Выяснилось, что на втором и третьем местах в предложениях всех типов, как правило, стоят иероглифы, не имеющие в своем составе переменных знаков. Были все основания считать, что иероглифы этой группы передают подлежащее. В самом деле, именно подлежащее, то есть обычно имя существительное в именительном падеже, имеет меньше всего грамматических показателей.
Другая группа иероглифов отличалась, наоборот, наибольшим количеством переменных знаков. Иероглифы этой группы стояли, как правило, на первом месте в предложениях почти всех типов. Судя по большому числу переменных знаков, эти иероглифы должны были передавать глагольное сказуемое. По ходу дальнейших исследований оказалось, что иероглифы, передающие сказуемое, подразделяются на две группы, каждой из которых свойственны свои грамматические показатели. После иероглифов одной группы в предложениях стояло сразу подлежащее, тогда как после иероглифов другой почти всегда появлялись особые дополнительные иероглифы, а подлежащее отходило на третье место. Естественнее всего было отождествить первую группу с непереходными глаголами, а вторую - с переходными, требующими дополнения. Так оно и оказалось, ибо и в языке майя XVI века был аналогичный порядок слов в предложении. На первом месте обычно стояло глагольное сказуемое, а подлежащее занимало второе место или третье, если после сказуемого шло дополнение.
Только теперь Кнорозов располагал достаточно четкой классификацией иероглифов. О каждом из них можно было сказать, с какими грамматическими показателями он употребляется, какую часть речи передает и какую роль играет в предложении.
Казалось, можно переходить к последовательному сопоставлению грамматических показателей языка иероглифических текстов, то есть неизвестного языка и языка майя XVI века, известного нам. Известного? Однако оказалось, что грамматика "известного" языка изучена довольно слабо. И снова пришлось отложить решающий штурм и надолго засесть за изучение грамматики по текстам майя, записанным латиницей, и только после этого заняться подготовкой сравнительных материалов - выявлением набора грамматических показателей и их частоты в текстах XVI века.
Это была наиболее тяжелая и изматывающая работа. Она требовала абсолютной внимательности. Если возникали сомнения в правильности подсчета, нужно было начинать его с самого начала, и так по нескольку раз. Но самое обидное: не было никакой гарантии, что получаемые с таким трудом данные пригодятся для дальнейшей дешифровки. Так оно и было в ряде случаев, когда единственным результатом проделанной работы являлось выяснение того, что изучаемый грамматический показатель не имеет никаких аналогии в древнем языке. Неудивительно, что при первой же возможности в дальнейшем и Кнорозов, и другие исследователи стали перекладывать такого рода работу на "плечи" вычислительной техники.
Однако в целом расчеты Кнорозова на то, что сопоставление древних переменных знаков с известными грамматическими показателями (из языка XVI века) окажется сравнительно легким, вполне оправдались. В центр внимания исследователя попало несколько знаков, передающих употребительные грамматические показатели. Эти знаки оказались как бы в медленно, но верно сжимающемся кольце. Каждая новая дополнительная характеристика этих переменных знаков была подобна новому, появлявшемуся из засады щупальцу спрута. Они, эти щупальца-знаки, обвивались вокруг жертвы, неуклонно приближали свою привязку.

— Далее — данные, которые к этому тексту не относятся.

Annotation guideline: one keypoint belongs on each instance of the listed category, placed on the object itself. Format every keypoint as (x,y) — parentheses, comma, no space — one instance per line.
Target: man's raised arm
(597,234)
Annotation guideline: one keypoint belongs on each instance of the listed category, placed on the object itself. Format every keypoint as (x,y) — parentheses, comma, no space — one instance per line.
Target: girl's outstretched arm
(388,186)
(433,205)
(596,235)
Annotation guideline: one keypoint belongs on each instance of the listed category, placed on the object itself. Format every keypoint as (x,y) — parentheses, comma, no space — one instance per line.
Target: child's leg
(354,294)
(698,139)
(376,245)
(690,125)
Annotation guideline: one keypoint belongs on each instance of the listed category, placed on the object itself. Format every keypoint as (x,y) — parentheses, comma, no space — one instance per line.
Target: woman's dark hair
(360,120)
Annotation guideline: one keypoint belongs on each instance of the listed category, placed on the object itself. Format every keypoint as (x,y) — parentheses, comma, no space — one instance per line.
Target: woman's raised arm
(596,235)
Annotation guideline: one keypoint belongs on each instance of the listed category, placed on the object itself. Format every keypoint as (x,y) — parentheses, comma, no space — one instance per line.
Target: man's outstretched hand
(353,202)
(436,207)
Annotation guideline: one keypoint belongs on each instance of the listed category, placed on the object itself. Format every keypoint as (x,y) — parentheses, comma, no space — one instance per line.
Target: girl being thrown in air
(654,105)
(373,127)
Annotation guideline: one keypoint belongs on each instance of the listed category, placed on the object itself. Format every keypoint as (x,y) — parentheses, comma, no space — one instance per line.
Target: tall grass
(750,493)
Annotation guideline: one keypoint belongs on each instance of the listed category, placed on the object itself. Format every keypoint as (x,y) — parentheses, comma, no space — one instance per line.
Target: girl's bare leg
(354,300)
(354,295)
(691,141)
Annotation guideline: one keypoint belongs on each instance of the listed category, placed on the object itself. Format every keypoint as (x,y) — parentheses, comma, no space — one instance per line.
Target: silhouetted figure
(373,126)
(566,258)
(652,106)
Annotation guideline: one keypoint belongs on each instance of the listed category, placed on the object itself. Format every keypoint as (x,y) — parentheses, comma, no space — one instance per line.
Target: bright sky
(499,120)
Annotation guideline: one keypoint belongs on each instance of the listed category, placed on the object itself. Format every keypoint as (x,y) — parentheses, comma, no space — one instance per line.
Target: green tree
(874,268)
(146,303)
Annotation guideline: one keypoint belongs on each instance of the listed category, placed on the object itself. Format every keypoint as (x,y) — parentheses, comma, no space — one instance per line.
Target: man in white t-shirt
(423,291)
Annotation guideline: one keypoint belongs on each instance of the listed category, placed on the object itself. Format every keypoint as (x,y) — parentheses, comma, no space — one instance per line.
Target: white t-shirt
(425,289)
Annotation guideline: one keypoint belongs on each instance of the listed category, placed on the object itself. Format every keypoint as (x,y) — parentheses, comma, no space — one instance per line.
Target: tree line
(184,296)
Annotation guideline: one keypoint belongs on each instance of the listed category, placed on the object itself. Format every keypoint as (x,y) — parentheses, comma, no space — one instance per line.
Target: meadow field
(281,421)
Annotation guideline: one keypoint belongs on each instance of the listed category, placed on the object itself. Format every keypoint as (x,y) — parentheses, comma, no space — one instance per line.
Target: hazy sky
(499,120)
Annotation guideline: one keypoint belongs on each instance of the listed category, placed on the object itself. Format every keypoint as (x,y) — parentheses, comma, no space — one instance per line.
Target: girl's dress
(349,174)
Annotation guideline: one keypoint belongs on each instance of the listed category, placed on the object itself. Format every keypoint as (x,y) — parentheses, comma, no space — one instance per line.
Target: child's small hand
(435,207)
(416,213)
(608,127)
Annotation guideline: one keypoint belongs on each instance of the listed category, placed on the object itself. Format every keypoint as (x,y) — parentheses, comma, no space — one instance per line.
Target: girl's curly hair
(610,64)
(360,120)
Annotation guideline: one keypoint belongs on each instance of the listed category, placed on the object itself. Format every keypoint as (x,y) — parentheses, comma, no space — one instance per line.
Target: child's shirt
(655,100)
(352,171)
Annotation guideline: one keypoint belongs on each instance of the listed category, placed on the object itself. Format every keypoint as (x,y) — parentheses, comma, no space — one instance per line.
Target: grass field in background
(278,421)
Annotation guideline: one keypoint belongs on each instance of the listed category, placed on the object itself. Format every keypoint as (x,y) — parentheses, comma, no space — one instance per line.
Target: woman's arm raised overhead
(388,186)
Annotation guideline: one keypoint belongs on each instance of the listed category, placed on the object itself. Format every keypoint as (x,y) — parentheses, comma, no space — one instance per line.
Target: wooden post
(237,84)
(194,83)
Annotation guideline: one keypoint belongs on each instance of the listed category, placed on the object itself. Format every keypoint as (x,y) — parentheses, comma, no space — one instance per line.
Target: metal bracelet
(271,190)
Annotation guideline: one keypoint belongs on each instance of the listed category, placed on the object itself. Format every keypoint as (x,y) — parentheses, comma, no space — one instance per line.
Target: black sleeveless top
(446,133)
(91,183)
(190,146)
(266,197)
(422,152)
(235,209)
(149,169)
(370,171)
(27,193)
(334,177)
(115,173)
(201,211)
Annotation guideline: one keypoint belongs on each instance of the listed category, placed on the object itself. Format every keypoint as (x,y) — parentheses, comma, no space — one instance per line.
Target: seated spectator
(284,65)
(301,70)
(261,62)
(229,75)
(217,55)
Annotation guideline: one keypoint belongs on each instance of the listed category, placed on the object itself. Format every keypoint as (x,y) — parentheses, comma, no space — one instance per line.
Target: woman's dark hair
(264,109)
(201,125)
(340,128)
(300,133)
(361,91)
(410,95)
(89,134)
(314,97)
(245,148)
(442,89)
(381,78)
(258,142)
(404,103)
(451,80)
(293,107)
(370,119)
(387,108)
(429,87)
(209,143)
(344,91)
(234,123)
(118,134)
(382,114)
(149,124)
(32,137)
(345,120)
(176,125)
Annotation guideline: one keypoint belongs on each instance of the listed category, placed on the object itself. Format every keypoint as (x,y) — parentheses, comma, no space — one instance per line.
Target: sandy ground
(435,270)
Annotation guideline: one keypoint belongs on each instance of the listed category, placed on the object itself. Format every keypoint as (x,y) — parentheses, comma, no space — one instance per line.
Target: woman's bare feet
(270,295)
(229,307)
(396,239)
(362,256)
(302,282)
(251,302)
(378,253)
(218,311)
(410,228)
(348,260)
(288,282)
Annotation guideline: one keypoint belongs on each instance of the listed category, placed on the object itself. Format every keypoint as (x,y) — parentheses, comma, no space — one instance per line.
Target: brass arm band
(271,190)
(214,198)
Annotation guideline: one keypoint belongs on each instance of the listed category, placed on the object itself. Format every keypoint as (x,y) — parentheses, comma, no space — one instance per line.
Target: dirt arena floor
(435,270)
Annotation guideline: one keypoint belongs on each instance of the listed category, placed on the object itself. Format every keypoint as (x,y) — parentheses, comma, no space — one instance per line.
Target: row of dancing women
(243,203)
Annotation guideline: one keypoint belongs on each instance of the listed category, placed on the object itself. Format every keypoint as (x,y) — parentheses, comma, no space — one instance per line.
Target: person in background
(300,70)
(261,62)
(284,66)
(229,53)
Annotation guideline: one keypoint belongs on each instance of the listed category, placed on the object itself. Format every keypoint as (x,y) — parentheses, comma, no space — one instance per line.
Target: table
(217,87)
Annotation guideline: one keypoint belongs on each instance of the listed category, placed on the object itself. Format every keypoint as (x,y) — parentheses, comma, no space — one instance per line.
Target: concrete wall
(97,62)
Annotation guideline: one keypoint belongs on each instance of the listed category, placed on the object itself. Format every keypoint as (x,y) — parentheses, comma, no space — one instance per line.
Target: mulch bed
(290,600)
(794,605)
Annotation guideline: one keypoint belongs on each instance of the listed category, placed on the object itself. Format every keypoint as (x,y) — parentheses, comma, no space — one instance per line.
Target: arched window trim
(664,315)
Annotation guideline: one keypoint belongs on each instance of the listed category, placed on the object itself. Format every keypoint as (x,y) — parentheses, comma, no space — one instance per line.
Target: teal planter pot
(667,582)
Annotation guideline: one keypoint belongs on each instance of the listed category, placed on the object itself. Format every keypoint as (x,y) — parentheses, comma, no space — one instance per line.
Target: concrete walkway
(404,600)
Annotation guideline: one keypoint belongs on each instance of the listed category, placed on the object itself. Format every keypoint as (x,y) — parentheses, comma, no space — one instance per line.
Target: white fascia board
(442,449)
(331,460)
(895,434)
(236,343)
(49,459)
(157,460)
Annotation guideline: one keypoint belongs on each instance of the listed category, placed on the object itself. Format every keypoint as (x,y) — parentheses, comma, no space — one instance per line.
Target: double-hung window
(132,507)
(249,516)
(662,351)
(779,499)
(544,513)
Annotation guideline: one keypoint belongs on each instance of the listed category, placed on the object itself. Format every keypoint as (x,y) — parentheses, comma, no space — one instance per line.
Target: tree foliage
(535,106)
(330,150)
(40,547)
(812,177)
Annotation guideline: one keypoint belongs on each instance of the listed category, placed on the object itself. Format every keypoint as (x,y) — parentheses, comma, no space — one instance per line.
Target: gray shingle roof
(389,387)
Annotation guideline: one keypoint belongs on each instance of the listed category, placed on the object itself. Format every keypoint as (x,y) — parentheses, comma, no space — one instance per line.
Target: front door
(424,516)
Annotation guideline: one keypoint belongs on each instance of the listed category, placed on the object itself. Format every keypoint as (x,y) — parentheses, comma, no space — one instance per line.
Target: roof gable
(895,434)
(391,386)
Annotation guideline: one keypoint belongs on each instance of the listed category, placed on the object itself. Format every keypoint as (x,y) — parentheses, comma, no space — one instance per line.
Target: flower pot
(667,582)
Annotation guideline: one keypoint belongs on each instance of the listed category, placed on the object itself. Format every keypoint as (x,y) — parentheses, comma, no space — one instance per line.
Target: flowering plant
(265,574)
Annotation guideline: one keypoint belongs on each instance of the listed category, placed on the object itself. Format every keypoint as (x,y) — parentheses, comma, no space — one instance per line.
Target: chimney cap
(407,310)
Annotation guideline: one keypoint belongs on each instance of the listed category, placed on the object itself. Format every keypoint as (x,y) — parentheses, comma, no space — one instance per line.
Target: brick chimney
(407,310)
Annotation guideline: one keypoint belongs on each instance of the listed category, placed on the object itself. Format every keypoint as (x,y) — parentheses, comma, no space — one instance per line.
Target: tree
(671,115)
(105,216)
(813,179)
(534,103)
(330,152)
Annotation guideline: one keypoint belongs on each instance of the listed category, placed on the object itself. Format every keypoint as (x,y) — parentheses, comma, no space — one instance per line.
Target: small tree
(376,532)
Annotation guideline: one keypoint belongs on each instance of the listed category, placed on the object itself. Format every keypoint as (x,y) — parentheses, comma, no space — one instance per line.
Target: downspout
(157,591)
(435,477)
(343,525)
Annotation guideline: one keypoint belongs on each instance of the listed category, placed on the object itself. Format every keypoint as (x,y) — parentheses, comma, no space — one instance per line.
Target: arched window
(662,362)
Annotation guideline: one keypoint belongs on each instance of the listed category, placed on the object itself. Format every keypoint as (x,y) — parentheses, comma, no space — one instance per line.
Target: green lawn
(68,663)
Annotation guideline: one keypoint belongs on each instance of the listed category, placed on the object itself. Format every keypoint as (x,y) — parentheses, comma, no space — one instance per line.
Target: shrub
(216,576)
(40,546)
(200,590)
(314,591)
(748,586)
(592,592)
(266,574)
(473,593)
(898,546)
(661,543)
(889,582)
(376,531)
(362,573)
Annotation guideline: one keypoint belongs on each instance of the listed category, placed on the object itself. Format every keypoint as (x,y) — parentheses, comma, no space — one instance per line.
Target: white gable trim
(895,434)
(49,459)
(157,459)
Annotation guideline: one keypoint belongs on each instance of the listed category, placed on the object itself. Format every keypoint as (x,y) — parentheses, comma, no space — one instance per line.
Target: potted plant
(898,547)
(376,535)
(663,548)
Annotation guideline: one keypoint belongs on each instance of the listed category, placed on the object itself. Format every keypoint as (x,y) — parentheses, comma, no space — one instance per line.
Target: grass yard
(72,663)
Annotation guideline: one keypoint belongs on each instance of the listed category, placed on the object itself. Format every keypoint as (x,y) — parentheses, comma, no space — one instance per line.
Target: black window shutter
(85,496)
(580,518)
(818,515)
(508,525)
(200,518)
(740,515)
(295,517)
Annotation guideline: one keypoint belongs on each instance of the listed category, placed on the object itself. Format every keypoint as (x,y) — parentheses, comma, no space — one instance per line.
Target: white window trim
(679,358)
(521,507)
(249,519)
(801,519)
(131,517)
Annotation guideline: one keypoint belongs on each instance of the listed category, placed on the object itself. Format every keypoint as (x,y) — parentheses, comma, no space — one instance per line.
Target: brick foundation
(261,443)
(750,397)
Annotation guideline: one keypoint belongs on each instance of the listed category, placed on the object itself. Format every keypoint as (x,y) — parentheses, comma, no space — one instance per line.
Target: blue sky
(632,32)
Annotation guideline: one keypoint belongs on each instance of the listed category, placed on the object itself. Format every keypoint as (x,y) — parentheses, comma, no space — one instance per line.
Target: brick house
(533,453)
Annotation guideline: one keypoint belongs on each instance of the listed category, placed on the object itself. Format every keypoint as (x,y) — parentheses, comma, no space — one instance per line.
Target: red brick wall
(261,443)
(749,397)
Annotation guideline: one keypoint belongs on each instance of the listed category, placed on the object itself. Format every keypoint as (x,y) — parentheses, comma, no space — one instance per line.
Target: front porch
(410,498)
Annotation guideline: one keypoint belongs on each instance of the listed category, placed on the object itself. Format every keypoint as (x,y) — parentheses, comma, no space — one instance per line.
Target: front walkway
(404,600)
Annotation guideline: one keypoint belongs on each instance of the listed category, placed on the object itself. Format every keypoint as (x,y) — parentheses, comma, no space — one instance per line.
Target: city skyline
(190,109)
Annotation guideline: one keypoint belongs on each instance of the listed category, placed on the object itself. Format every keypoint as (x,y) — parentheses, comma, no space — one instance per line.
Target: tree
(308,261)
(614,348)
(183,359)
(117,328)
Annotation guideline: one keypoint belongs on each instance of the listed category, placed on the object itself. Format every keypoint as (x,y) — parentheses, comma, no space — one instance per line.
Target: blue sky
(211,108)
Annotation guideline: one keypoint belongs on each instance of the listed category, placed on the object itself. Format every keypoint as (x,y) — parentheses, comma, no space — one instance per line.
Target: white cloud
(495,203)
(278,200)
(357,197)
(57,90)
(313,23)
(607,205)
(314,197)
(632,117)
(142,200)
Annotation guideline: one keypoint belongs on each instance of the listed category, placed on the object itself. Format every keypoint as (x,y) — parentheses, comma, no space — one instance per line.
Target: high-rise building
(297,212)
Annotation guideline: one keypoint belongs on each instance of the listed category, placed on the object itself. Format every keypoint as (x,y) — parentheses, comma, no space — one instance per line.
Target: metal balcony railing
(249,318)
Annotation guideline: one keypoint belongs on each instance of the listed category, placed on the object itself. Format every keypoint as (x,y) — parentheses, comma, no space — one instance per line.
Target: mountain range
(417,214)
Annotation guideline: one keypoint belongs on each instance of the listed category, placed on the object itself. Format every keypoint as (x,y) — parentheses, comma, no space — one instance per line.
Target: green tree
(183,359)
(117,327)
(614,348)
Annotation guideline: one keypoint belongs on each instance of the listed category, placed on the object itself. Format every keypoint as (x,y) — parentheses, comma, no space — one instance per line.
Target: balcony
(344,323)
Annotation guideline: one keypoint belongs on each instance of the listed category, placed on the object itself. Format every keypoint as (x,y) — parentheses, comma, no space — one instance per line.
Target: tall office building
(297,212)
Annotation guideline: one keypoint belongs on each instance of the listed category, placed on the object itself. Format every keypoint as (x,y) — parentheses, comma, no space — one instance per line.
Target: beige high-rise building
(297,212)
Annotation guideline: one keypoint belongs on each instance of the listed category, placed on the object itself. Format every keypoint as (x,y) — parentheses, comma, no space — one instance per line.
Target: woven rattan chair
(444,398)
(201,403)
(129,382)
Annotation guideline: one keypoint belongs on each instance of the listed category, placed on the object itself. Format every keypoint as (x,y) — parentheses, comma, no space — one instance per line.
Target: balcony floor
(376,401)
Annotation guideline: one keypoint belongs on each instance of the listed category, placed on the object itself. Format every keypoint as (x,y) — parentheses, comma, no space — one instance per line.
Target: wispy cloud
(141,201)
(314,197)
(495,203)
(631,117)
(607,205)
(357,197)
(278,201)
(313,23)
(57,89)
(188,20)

Среди переменных знаков особо выделялся знак (см. рис. Tayn3031.gif). Он сочетался и с глаголами и с существительными и имел рекордную позиционную частоту. Такая же высокая частота в текстах XVI века была только у одного грамматического показателя - префиксо-местоимения "У" ("он", "его"). Здесь не могло быть ошибки - знак определен точно, ему найден языковой эквивалент!
Сопоставление ряда других переменных знаков с известными грамматическими показателями также не составило особого труда. Наиболее часто встречающийся переменный знак (см. рис. Tayn3032.gif), передающий предлог, легко сопоставлялся по позиции и частоте с употребительным предлогом "ти" ("в", "к"), а переменный знак (см. рис. Tayn3033.gif) в конце переходных (требующих дополнения) глаголов явно соответствовал известному глагольному суффиксу прошедшего времени - "ах".
Но не все шло так гладко. Огромные затруднения встречались в тех случаях, когда произношение сильно изменилось. Например, употребительному суффиксу непереходных глаголов (см. рис. Tayn3034.gif) явно не было прямой аналогии в языке XVI века. Только значительно позже: в результате длительного изучения спряжения в языке майя Кнорозов сумел выяснить, что суффиксы непереходных глаголов XVI века ("хи", "ни", "и") восходят к одному и тому же древнему суффиксу - "нхи". Иными словами, оказалось, что переменному знаку (см. рис. Tayn3035.gif) соответствует исчезнувший суффикс, от которого в языке XVI века сохранилось несколько "потомков" (с одинаковым значением).